The answer has been around for many years but only recently available in an easily applicable form. Robert Pardo (2008)1 argues, and I tend to agree, that two events have occurred in markets in the past 20 years that can help the outsider. One is the expansion of markets to include financial derivatives. Financial derivatives, those financial instruments that derive their value from another security, provide hedging and speculation in large, liquid markets that only recently have become available to the average investor. Second, Pardo argues, is the availability of cheap, fast computing power. None of the data testing done in this book would have been available to you or me 20 years ago. The ability to rapidly calculate large amounts of data has made it possible to test theories of investment that had long been simply passed down from trader to trader, investor to investor. I add a third event to the list: the ability to execute a buy or sell order inexpensively, efficiently, and rapidly. Electronic exchanges have changed the entire investment field: The old, stodgy investment manager calling his broker to execute an order is an event of the distant past.

These character changes in the markets and speedier ancillary facilities have made it possible to develop investment systems that can be proven statistically and operated almost mechanically. These systems are called algorithmic systems because they are nondiscretionary and operate solely on an algorithm or series of algorithms invented for the specific purpose of profiting in the marketplace. By using proven mechanical strategies that don’t require the expertise and knowledge of successful discretionary investors, algorithms circumvent the intrinsic human inability to profit in the markets.

However, algorithmic trading requires strict sets of well-defined rules. Even when a system is tested and perfected, the investor can still become discouraged, bored, unhappy with the immediate results, or bothered by drawdowns to such a point that he will abandon the successful system and thus lose whatever advantage he had derived from it. This is human nature, a nature not compatible with trading markets. Therefore, even though an algorithmic system can be developed, optimized, and tested in multiple ways, the user still has the impulse to abandon it. So, to be successful in algorithmic systems, not only must the investor or trader spend time and mental power to develop and test the system, but he must also have the willpower, discipline, and patience not to waver from it.

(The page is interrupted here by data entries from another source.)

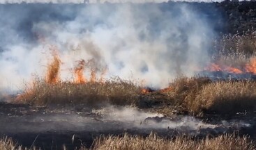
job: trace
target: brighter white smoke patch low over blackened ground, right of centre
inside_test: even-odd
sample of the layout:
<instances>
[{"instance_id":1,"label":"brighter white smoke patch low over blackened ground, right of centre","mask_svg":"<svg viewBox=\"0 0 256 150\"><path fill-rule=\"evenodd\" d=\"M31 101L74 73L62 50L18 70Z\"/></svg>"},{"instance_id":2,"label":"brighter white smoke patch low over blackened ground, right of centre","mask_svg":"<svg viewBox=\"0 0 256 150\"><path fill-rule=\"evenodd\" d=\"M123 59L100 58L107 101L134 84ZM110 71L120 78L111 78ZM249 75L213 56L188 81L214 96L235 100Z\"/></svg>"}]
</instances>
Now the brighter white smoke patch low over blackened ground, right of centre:
<instances>
[{"instance_id":1,"label":"brighter white smoke patch low over blackened ground, right of centre","mask_svg":"<svg viewBox=\"0 0 256 150\"><path fill-rule=\"evenodd\" d=\"M169 118L164 117L160 113L144 112L133 107L108 106L99 110L93 110L93 113L102 116L102 121L123 122L129 124L130 128L169 128L184 132L216 129L217 131L225 132L229 128L239 130L240 128L251 126L251 124L241 120L223 120L218 124L210 124L191 116L173 116L173 118Z\"/></svg>"}]
</instances>

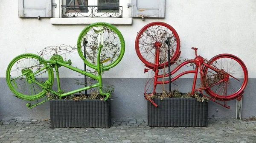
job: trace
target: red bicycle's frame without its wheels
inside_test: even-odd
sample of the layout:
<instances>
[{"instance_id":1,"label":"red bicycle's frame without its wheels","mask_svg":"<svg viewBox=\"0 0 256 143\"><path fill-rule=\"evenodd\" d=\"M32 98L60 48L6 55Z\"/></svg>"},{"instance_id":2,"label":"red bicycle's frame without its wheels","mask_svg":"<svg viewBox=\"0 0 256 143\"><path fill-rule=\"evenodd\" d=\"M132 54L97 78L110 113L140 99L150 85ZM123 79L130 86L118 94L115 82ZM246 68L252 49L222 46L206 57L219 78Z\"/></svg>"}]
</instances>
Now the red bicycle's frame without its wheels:
<instances>
[{"instance_id":1,"label":"red bicycle's frame without its wheels","mask_svg":"<svg viewBox=\"0 0 256 143\"><path fill-rule=\"evenodd\" d=\"M159 48L160 48L160 46L161 46L160 43L158 43L158 42L155 43L155 47L156 47L155 63L156 63L156 64L155 64L154 68L152 69L152 70L155 72L155 75L154 75L154 89L153 89L153 93L150 93L150 94L144 93L145 99L147 99L148 101L150 101L155 107L157 107L157 104L155 104L153 100L151 100L150 98L148 98L148 95L150 96L150 95L153 95L153 94L156 93L155 90L156 90L157 84L168 84L168 83L169 83L169 81L158 81L159 78L163 78L163 77L168 77L168 76L170 76L169 73L167 73L167 74L165 74L165 75L163 75L163 74L162 74L162 75L158 75L158 73L159 73L159 68L158 68L158 67L159 67L159 54L160 54ZM203 87L201 87L201 88L195 89L195 84L196 84L197 76L198 76L198 69L199 69L201 81L203 81L203 78L204 78L204 76L205 76L205 74L204 74L204 72L203 72L204 67L208 67L208 68L210 68L210 69L212 69L212 70L214 70L214 71L216 71L216 72L219 72L220 70L218 70L217 68L212 67L211 65L205 63L205 62L204 62L204 58L197 55L197 50L198 50L198 48L192 47L192 50L195 50L195 59L190 59L190 60L188 60L188 61L182 62L180 65L178 65L177 67L175 67L175 69L172 70L170 74L173 75L173 74L176 73L181 67L183 67L184 65L189 64L189 63L195 64L195 66L196 66L196 67L195 67L195 70L188 70L188 71L184 71L184 72L182 72L182 73L179 73L177 76L175 76L174 78L172 78L172 79L170 80L171 82L175 81L175 80L178 79L180 76L183 76L183 75L185 75L185 74L194 73L194 79L193 79L192 91L191 91L191 94L194 94L195 91L200 91L200 92L202 93L202 90L205 90L205 89L207 89L207 88L213 87L213 86L215 86L216 84L219 84L219 83L221 83L222 81L224 81L224 79L222 79L222 80L218 81L217 83L212 84L211 86L207 86L207 87L204 87L204 86L203 86ZM151 69L151 68L149 68L149 69ZM149 69L145 69L144 72L148 71ZM227 75L227 76L231 76L231 75ZM227 77L227 78L228 78L228 77ZM145 91L145 92L146 92L146 91ZM205 96L205 95L204 95L204 96ZM205 97L207 97L207 96L205 96ZM210 97L207 97L207 98L209 98L210 100L216 102L215 99L213 99L213 98L210 98ZM218 102L216 102L216 103L218 103ZM220 104L220 103L218 103L218 104ZM230 107L227 106L226 104L224 104L224 105L223 105L223 104L220 104L220 105L222 105L222 106L224 106L224 107L226 107L226 108L230 108Z\"/></svg>"}]
</instances>

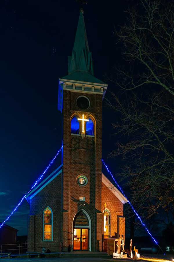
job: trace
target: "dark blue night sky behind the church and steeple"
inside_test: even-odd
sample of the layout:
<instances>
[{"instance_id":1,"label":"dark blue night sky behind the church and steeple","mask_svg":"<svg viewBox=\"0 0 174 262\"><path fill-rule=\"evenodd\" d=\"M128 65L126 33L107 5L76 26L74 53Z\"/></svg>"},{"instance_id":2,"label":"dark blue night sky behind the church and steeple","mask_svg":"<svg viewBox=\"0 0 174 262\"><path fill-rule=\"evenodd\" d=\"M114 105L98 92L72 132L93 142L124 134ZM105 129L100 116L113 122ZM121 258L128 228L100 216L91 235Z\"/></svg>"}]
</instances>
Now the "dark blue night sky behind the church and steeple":
<instances>
[{"instance_id":1,"label":"dark blue night sky behind the church and steeple","mask_svg":"<svg viewBox=\"0 0 174 262\"><path fill-rule=\"evenodd\" d=\"M114 26L124 23L127 1L88 1L84 19L95 77L105 81L120 59ZM79 19L75 0L6 0L0 4L0 221L3 222L61 146L57 110L58 79L67 75ZM117 86L108 87L106 96ZM103 108L103 158L113 148L111 124L117 116ZM119 161L119 160L118 160ZM107 160L113 171L117 161ZM119 163L118 163L119 166ZM27 234L26 201L8 220Z\"/></svg>"}]
</instances>

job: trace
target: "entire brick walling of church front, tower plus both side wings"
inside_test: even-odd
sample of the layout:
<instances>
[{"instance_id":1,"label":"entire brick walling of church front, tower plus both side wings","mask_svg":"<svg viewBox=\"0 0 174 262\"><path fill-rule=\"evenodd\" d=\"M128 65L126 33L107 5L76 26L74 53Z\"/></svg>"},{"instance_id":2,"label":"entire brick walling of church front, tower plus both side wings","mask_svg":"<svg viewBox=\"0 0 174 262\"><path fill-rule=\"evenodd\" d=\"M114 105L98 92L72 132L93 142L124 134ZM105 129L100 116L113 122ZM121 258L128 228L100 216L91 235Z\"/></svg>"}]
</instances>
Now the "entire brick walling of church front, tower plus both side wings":
<instances>
[{"instance_id":1,"label":"entire brick walling of church front, tower plus both side wings","mask_svg":"<svg viewBox=\"0 0 174 262\"><path fill-rule=\"evenodd\" d=\"M28 246L31 251L41 251L42 247L51 252L71 250L73 247L73 219L85 210L91 220L91 251L102 251L104 203L111 212L111 236L125 232L123 204L102 183L102 95L86 95L91 103L83 114L94 118L95 136L71 135L70 118L73 114L82 115L75 101L84 93L64 90L63 109L63 172L51 181L30 201L28 217ZM79 186L77 176L84 175L88 184ZM62 187L63 186L63 187ZM85 197L85 202L79 201ZM82 206L85 204L85 206ZM50 206L53 211L53 241L43 241L43 211Z\"/></svg>"}]
</instances>

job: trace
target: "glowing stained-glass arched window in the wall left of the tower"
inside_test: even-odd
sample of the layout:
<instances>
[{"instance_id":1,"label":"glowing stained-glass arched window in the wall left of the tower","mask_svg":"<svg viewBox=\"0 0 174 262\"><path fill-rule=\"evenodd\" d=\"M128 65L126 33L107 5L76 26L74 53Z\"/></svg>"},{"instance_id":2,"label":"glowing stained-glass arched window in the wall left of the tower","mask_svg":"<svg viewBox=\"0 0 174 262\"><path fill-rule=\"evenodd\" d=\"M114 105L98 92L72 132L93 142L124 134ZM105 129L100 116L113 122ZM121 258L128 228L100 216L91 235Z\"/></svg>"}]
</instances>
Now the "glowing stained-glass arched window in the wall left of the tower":
<instances>
[{"instance_id":1,"label":"glowing stained-glass arched window in the wall left of the tower","mask_svg":"<svg viewBox=\"0 0 174 262\"><path fill-rule=\"evenodd\" d=\"M49 206L43 212L43 240L52 241L52 210Z\"/></svg>"}]
</instances>

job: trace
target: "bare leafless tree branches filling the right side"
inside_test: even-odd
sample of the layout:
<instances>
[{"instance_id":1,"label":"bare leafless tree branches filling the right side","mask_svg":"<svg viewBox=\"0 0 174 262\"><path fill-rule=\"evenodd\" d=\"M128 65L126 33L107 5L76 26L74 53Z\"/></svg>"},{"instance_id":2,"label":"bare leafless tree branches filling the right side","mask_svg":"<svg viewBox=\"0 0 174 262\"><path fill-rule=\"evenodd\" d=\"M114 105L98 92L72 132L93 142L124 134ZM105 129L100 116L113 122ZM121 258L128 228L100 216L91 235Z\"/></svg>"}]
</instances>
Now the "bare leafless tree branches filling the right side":
<instances>
[{"instance_id":1,"label":"bare leafless tree branches filling the right side","mask_svg":"<svg viewBox=\"0 0 174 262\"><path fill-rule=\"evenodd\" d=\"M149 219L174 214L174 2L141 0L126 15L114 32L124 67L110 78L122 90L107 100L119 116L110 157L122 156L120 180Z\"/></svg>"}]
</instances>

This book demonstrates and explains algorithmic systems for both investment and for trading. It uses specific rules to enter and exit individual stocks. These rules are derived from statistical methods of optimization that give a better-than-even chance of success, a definite edge, in the marketplace. No system is perfect or without losses, of course, but these limitations are understood and have been taken into consideration and study. The final algorithms in this book are as accurate and profitable as possible under present methods of backtesting. Ask yourself if your personal method has produced the same performance results as these systems. If it has, then you are in the same exalted league as the masters I mentioned previously, and you can throw this book away.